The result of the referendum belied every opinion poll, whether conducted by the authorities or by organizations from outside Belarus. In a survey conducted in late September, the Levada Center in Moscow found that no more than 37% of those polled intended to back the changes to the constitution, yet the president required the support of more than 50% of the entire electorate for victory. At the time, only 60% of the electorate declared its intention to participate in the referendum (Charter 97, October 16). An exit poll by the Gallup Organization/Baltic Surveys suggested a “yes” vote of 48.4% (Associate Press, October 18).

Alleged infringements of electoral procedure were reported from the outset. Although the early voting on October 12 was intended only for those who would not be able to participate on the 17th, radio, television, and even public transport carried demands for people to vote early. One account indicates that on bus routes in Minsk, a voice informed passengers over the public speaker system that “anyone could take part” in pre-term voting (Komsomolskaya pravda v Belorussii, October 12).

Parents received invitations to schools from harassed teachers, where they were informed that it was necessary to vote ahead of time. The teachers themselves supervised the voting. A teacher in Leninskiy Raion (Minsk) commented that she would lose 50% of her bonus if at least half of all the parents of children in her class did not vote (Komsomolskaya pravda v Belorussii, October 15). Evidently, a very large proportion of the electorate cast its vote in the advance poll rather than on October 17.

An observer from Azerbaijan revealed that, on the day of the election, portraits of Lukashenka were prominent in the polling stations and that Belarusian Television constantly played reels demanding that voters support the referendum motion, without any reference whatsoever to the possibility of a “No” vote. The Chairman of the United Civic Party, Anatol Lyabedzka, visited Polling Station 4 in Minsk and noted that elderly citizens who came to the station to vote early were given ballot papers on which a “Yes” vote was already marked (Charter 97, October 17).

Belarusian Television constantly denounced opposition leaders during the campaign. It commented, for example, that Andrey Sannikou, who heads the Charter 97 agency, is a close associate of Zbigniew Brzezinski and that his patrons had assigned him the same role as his “friends and colleagues” Mikheil Saakashvili of Georgia and Viktor Yushchenko in Ukraine. “But there will be no revolution in Belarus” (Belarusian Television, October 9).

The OSCE in Europe, which refused to monitor the referendum, issued strong criticism of the election campaign for “unrestrained bias and unregulated intrusion into polling stations.” An estimated 5,000 people took part in a public protest in October Square the day after the election, led by the youth movement Zubr, the Young Front, and the European Coalition “Free Belarus.” Outside the Palace of the Republic, speakers announced a new era of resistance to the Lukashenka regime and demanded the release of political prisoners (Charter 97, October 18).

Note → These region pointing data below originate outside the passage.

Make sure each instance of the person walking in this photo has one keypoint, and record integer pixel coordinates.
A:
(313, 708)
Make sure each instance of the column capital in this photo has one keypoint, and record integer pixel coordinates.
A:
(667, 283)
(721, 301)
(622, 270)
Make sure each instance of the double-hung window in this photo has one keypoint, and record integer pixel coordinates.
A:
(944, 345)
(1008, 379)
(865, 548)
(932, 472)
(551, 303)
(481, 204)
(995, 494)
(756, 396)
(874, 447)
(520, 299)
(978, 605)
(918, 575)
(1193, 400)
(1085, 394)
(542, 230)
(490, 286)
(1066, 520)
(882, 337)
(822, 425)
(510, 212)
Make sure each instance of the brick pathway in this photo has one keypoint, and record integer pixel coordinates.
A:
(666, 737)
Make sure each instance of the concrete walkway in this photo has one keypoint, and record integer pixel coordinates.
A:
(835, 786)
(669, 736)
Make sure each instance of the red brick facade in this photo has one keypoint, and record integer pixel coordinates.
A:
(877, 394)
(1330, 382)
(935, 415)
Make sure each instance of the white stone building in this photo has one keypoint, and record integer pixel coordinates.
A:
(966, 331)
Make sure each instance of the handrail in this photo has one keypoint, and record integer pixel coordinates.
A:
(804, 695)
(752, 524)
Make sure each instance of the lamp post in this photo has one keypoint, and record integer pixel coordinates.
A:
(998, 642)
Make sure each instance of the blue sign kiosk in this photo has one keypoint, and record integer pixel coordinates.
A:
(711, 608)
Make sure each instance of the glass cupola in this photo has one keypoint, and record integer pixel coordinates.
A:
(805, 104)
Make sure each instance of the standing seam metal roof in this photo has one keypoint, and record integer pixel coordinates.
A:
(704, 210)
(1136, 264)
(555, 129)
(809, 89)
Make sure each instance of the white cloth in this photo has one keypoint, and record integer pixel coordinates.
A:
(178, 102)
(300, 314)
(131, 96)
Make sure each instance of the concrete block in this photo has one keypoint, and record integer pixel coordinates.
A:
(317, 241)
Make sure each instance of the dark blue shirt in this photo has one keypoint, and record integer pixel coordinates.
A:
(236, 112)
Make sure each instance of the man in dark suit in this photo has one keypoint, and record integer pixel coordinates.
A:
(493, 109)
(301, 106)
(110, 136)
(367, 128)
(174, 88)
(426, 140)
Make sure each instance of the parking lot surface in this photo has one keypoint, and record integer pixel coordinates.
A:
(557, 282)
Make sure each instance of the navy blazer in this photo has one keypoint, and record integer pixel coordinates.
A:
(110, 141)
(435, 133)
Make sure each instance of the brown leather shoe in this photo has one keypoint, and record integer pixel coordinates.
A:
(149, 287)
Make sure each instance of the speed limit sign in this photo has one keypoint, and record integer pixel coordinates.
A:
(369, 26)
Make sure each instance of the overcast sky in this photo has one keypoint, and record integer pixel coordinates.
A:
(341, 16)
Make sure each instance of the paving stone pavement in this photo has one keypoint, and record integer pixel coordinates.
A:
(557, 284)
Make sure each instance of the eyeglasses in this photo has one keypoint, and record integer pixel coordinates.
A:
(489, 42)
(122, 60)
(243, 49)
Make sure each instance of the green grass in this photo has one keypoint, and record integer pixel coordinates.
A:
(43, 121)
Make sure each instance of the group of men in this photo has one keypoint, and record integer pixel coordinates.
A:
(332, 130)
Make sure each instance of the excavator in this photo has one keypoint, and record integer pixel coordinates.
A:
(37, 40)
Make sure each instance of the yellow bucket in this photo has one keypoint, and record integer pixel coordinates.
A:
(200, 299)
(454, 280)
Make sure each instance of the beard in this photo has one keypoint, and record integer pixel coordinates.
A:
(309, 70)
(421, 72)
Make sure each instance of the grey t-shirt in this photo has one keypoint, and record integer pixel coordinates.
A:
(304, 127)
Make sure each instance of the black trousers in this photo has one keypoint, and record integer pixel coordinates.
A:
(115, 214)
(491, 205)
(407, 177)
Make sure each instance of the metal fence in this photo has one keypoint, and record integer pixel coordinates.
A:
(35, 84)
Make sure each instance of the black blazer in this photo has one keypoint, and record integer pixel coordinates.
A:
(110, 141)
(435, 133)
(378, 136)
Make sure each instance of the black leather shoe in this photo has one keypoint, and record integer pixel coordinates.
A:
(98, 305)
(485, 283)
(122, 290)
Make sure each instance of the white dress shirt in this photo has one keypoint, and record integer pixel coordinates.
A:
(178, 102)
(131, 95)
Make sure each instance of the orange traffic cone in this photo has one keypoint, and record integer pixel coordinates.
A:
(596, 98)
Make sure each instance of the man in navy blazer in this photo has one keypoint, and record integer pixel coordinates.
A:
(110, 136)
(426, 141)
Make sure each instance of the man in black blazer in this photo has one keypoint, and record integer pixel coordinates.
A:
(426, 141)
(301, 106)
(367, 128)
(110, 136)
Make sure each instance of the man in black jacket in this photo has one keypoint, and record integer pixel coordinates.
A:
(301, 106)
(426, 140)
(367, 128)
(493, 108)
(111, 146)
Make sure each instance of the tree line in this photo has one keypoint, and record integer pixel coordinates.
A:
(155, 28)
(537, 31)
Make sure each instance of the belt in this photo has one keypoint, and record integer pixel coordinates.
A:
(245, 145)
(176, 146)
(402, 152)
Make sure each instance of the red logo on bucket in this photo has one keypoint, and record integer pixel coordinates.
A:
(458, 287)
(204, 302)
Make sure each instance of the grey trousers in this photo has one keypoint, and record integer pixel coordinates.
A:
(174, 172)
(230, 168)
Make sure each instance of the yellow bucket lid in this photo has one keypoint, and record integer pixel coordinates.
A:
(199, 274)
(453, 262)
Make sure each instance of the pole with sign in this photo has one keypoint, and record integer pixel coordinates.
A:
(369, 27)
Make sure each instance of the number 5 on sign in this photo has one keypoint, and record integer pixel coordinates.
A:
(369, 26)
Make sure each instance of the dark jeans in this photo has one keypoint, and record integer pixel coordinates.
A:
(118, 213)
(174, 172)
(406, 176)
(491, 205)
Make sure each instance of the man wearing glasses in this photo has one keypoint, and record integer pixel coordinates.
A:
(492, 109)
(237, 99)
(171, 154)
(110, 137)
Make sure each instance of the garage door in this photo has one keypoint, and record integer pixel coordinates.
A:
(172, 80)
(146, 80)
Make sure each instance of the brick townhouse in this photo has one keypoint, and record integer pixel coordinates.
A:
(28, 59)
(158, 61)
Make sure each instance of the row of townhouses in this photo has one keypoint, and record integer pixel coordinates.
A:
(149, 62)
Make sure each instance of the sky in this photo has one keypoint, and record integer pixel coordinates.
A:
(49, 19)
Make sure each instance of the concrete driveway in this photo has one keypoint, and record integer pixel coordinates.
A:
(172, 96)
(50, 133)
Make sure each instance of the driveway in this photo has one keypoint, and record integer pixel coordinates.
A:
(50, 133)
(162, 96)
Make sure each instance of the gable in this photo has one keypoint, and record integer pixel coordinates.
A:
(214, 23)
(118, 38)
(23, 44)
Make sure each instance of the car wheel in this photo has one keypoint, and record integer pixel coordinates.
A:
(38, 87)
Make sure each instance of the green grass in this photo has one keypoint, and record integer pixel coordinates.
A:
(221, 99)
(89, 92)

The national and international consternation (only the CIS and Russia have declared the results fair and “transparent”) over the improbable results of the referendum overshadowed the parliamentary election campaign, the official results of which will be finalized only on October 22. Not a single opposition figure won a seat in the new parliament, with 107 deputies out of 110 now elected. Forty-seven served in the previous assembly.

Of the 107 deputies, only 12 are representatives of political parties: eight from the Communist Party, three from the Agrarian Party, and one Liberal-Democrat. Two districts will hold a second round of voting on October 31, and in one — Hrodna District 52 — there is to be a repeat election as neither candidate could muster sufficient votes (Sovetskaya Belorussiya, October 19).

Opposition candidates in the parliamentary election were for the most part refused registration beforehand on various pretexts, after the president made it clear that he preferred a parliament without their presence.

The referendum, however, was more critical for the future of the country. The results appear highly inflated in the president’s favor. Lukashenka can now prepare for the 2006 election, having once again amended the constitution, but having convinced few people that he has a genuine mandate.